Bilim insanları, zehirli bir otu sodyum iyon piller için yüksek dereceli anot malzemesine dönüştürdü. Araştırmacılara göre bu malzeme, güneş ve rüzgar santralleri gibi kompakt boyutun çok önemli olmadığı kullanımlar için lityum iyon pillere göre daha ucuz bir alternatif oluşturuyor.
Türkçe’de tavşancıl ya da koçuk olarak bilinen ve bilimsel adı Heracleum Sosnowskyi (Sosnowsky’s hogweed) olan yaban otu ciddi cilt yanıklarına neden olan bir bitki olarak biliniyor. Başlangıçta deneysel bir yem bitkisi olarak Kafkasya’dan Rusya’ya ithal edilen ve hızla kontrolden çıkan bitki, Skoltech araştırmacılarının tahminlerine göre, 21. yüzyılın ortalarında ülkenin tüm Avrupa kısmına yayılma tehdidinde bulunuyor. Geçtiğimiz günlerde Moskova Devlet Üniversitesi (Moscow State University /MSU) ve Skoltech’ten araştırmacılar, bu zehirli yabani otu sodyum iyon piller için yüksek dereceli anot malzemesine dönüştürdü. Araştırmacılara göre bunlar, güneş ve rüzgar santralleri gibi kompakt boyutun çok önemli olmadığı kullanımlar için lityum iyon pillere göre daha ucuz bir alternatif. Çalışmaya ilişkin makale MDPI’da yayımlandı.
Yayımlanan makaleye göre sodyum iyon pil teknolojisi, lityum iyon sonrası ortamda hızla gelişiyor. Çalışılan anot malzemelerinin çeşitliliği arasında, elektrokimyasal performansları ve göreceli üretim kolaylığı nedeniyle sert karbonlar gerçekçi adaylar gibi görünüyor. Ancak bir pil lityum iyonları yerine sodyum iyonları kullanıyorsa, katot ve anotta tamamen farklı malzemelerin kullanılması gerekir. Kısa süre önce, Skoltech araştırmacıları olağanüstü özelliklere sahip bir katot malzemesi önerdiler.
Çalışma kapsamında ilk kez, insanlar için tehlikeli ve cilt yanıklarına neden olabilen ancak kısa sürede büyük miktarda yeşil biyokütle üreten oldukça istilacı bir bitki olan Heracleum sosnowskyi’den sert karbonlar elde edildi.
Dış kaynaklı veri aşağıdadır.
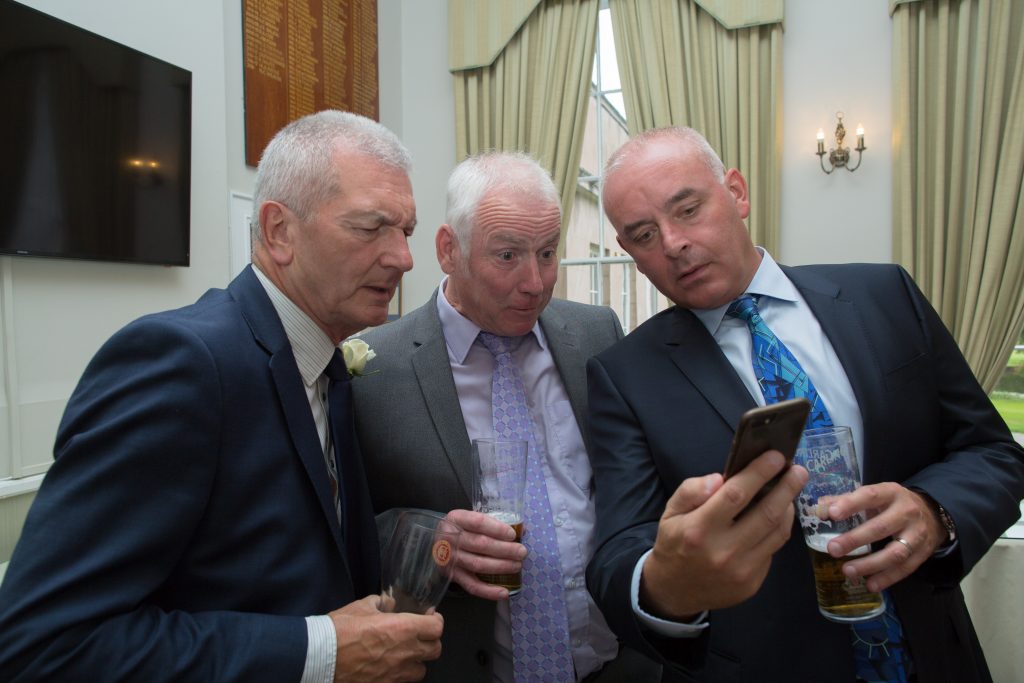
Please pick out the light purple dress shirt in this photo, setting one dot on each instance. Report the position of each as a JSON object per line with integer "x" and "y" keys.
{"x": 566, "y": 470}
MSU-Skoltech ekibi tarafından üretilen sert karbon, diğer ham maddelerden sentezlenen sert karbonlar için bildirilen en iyi sonuçlarla aynı olan %87’lik bir *Coulombic verimliliği sergiledi. Bu özellik, bir malzemenin, pile gerçekten zarar veren istenmeyen geri dönüşü olmayan ikincil süreçlerde boşa harcamadan enerjiyi ne kadar iyi depoladığını yansıtıyor.
Bununla beraber ekip, sert karbon sentezine yönelik üç popüler yaklaşımı test etti. Birincisi, doğrudan karbonizasyon var: oksijensiz bir atmosferde biyokütleyi 1300 santigrat dereceye ısıtmak. Alternatif olarak, karbonizasyondan önce metalik ve diğer safsızlıkları gidermek için biyokütleyi bir asitle işlemden geçirilmesi ki bu yaklaşım, önemli ölçüde daha yüksek bir Coulomb verimliliği ile sonuçlandı. Veya yaban otu biyokütlesini kapalı bir reaktörde suda kaynatmak. Araştırmacılara göre bu çok küçük karbon içeren küreler üretir. Her üç yaklaşım da karşılaştırılabilir enerji depolama kapasitesine yol açarken, önceden safsızlığın giderildiği ısıl işlem en iyi Coulomb verimliliği ile sonuçlandı.
Şarj edilebilir akümülatörlere olan talebin artmaya devam edeceğini belirten makalenin yazarlarından Prof. Artem Abakumov şu bilgileri paylaştı: “ Endüstriyel tesislerde ve yenilenebilir enerji üretiminde mevcut güneş ışığı veya rüzgar enerjisindeki dalgalanmaları dengelemek için kullanılan sabit piller söz konusu olduğunda, sodyum iyon teknolojisi çok umut verici görünmektedir. Bu piller çok daha ucuz olacak ve daha ağır ve hantal olsalar da ilgili uygulamalar için çok fazla sorun olmayacak. “
*Coulombic efficiency, elektronların pillerde aktarıldığı yük verimliliğini tanımlar.